Alexandre Peixe dos Santos, o Xande, nos contou sua trajetória, das molecagens da infância em Araraquara ao pioneirismo no movimento de homens trans no país. Por Shanawaara, Gui Mohallem, Carolina Menegatti, Olívia Pavani e Ana Ferri

Esse mês entrevistamos Alexandre Peixe dos Santos, o Xande, pai, avô, pioneiro no movimento de homens trans no Brasil e ativista do Ibrat. Preparamos um creme de abóbora todo especial para descobrir que ele não gosta de sopa… tudo bem, pelo menos o cafezinho ele tomou com a gente! Entre os que chegaram junto no sofá estavam Shanawaara, Gui Mohallem, Carolina Menegatti, Olívia Pavani e Ana Ferri. Nessa conversa cheia de carinho e bom humor, Xande contou causos da infância, técnicas de como pegar piolho para manter o cabelo sempre curtinho, o prazer de fazer a barba, a militância, a questão da despatologização, os preconceitos que enfrentou, sonhos e planos futuros. Recebemos até um convite especial para um mergulho no mar… Vamos?

 

 

Você podia contar um pouco sobre a sua infância?

 

Bom, sempre fui moleque. Morava em Araraquara e brincava só com brinquedos de menino e com os meninos na rua. Não tinha nóia nenhuma, eu jogava bola sem camisa, soltava pipa, brincava de carrinho de rolimã, bicicross… Eu era um moleque daqueles que apertava a campainha e saía correndo. Foi a melhor fase da minha vida.

 

 

Está acontecendo, em diversos municípios, a votação sobre o Plano Municipal de Educação. Aqui em São Paulo, a votação final deve ser em agosto, e os vereadores estão querendo retirar do PME os termos “sexualidade” e “gênero”. Como era para você essa relação na escola, você sofria algum tipo de preconceito?

 

Até o ginásio foi tranquilo, eu era Alexandra mesmo que me identificasse como menino. Não tinha essa questão de mudança de nome. Meu sobrenome é “Peixe”, então me chamavam de “Sardinha”, pois eu era bem magrelo.

 

 

E na família, como era a relação com seus pais e irmãos?

 

Durante a infância eu não me identificava como homem. Eu me entendia, mas não me identificava. Eu era uma criança. Uma criança que não tinha sexo. Isso veio a acontecer com quase trinta anos. Mas minha mãe era muito encanada. Minha irmã tem um ano de diferença comigo e é muito feminina, enquanto eu sempre fui assim, muito masculino. Esse era o maior grilo, porque minha mãe comprava um vestido azul pra mim e um vermelho para minha irmã. Ela ficava muito feliz e eu muito triste.

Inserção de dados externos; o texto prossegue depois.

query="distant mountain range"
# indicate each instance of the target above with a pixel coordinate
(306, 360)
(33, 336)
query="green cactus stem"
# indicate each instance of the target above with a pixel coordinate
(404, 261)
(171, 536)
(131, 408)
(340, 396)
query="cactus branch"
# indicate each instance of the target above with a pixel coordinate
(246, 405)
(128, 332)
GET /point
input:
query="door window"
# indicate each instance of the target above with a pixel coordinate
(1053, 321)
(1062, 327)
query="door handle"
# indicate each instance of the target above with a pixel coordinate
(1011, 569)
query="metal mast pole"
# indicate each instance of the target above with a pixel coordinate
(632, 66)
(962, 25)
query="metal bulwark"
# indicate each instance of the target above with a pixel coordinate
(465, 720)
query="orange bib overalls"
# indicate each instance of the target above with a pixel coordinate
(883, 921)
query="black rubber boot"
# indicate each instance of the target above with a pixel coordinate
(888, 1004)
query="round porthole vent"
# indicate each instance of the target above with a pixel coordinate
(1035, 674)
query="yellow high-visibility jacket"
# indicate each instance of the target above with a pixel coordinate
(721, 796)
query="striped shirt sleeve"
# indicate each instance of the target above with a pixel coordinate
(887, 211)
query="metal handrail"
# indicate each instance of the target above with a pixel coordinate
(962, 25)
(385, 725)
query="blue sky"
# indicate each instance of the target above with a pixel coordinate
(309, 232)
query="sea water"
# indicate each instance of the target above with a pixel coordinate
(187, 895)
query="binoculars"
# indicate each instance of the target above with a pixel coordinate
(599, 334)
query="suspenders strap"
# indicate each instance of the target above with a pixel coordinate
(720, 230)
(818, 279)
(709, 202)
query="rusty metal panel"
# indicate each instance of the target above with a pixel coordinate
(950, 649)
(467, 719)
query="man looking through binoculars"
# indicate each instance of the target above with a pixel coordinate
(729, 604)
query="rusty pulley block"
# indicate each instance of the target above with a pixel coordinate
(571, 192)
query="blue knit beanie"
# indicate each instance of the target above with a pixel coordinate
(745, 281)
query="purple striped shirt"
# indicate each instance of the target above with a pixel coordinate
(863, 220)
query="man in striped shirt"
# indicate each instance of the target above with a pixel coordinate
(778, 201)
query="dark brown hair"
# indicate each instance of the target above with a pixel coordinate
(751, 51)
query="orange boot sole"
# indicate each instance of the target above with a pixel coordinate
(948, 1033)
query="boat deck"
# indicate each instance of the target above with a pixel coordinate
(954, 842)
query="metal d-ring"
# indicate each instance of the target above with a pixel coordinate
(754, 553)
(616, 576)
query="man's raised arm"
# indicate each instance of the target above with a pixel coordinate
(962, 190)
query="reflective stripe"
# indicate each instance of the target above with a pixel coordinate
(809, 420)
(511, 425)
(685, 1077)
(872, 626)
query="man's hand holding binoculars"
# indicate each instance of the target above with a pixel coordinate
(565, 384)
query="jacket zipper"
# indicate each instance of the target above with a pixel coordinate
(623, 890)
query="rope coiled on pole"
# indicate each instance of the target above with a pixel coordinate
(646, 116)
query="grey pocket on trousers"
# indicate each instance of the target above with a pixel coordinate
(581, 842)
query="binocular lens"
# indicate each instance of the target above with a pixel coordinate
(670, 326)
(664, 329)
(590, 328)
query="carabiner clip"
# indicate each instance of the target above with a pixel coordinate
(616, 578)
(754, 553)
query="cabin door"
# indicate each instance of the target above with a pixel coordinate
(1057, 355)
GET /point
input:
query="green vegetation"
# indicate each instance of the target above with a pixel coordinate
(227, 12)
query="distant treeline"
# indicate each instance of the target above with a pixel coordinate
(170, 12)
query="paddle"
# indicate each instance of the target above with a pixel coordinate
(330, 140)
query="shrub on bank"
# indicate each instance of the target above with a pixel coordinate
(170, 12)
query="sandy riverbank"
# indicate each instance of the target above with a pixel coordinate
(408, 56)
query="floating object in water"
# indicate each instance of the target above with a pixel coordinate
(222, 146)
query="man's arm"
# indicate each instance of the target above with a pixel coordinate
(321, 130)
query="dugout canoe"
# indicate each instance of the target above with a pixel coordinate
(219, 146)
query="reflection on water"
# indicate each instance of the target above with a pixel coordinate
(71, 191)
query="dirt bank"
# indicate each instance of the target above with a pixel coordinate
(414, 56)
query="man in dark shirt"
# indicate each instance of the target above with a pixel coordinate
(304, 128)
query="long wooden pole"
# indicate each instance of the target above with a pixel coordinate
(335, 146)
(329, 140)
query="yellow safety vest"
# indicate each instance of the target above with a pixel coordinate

Uma vez,  minha mãe comprou um shortinho de linha com uma blusinha cheia de flor para eu ir à missa, e eu não suportava aquela roupa. No caminho para a igreja, morava um moleque que era muito briguento. Foi bem planejado o negócio. Eu pensei, “vai ter que ser esse cara pra me salvar dessa”. Fui no campinho e comecei a xingar o menino, ele saiu puto, a gente rolou na terra e ele rasgou toda a minha roupa. Eu falei: “olha, mãe, o que ele fez com a roupa tão linda que a senhora me deu!” Acabei não indo na missa com aquela roupa ridícula.

 

 

Como foi na adolescência, começar a namorar?


Foi aí que a coisa ficou feia. Porque começou a mudança do meu corpo. A minha menstruação foi bem precoce, aos nove anos. Para o meu azar, eu sou quem tem mais mama na família. Perdi a minha liberdade, antes eu podia brincar sem camisa e, de repente, já não podia mais. Mas eu sempre me vesti como menino, mesmo com minha mãe brigando. Para fugir um pouco, virei metaleiro e só usava roupa preta.

 

Quando eu estava no catecismo, namorei uma menina.

A minha mãe era muito regrada, séria, severa. Eu tinha cabelo muito curto… E essa era uma outra técnica que eu usava, brincava só com criança que tinha muito piolho, porque eu pegava piolho e minha mãe cortava meu cabelo bem curto.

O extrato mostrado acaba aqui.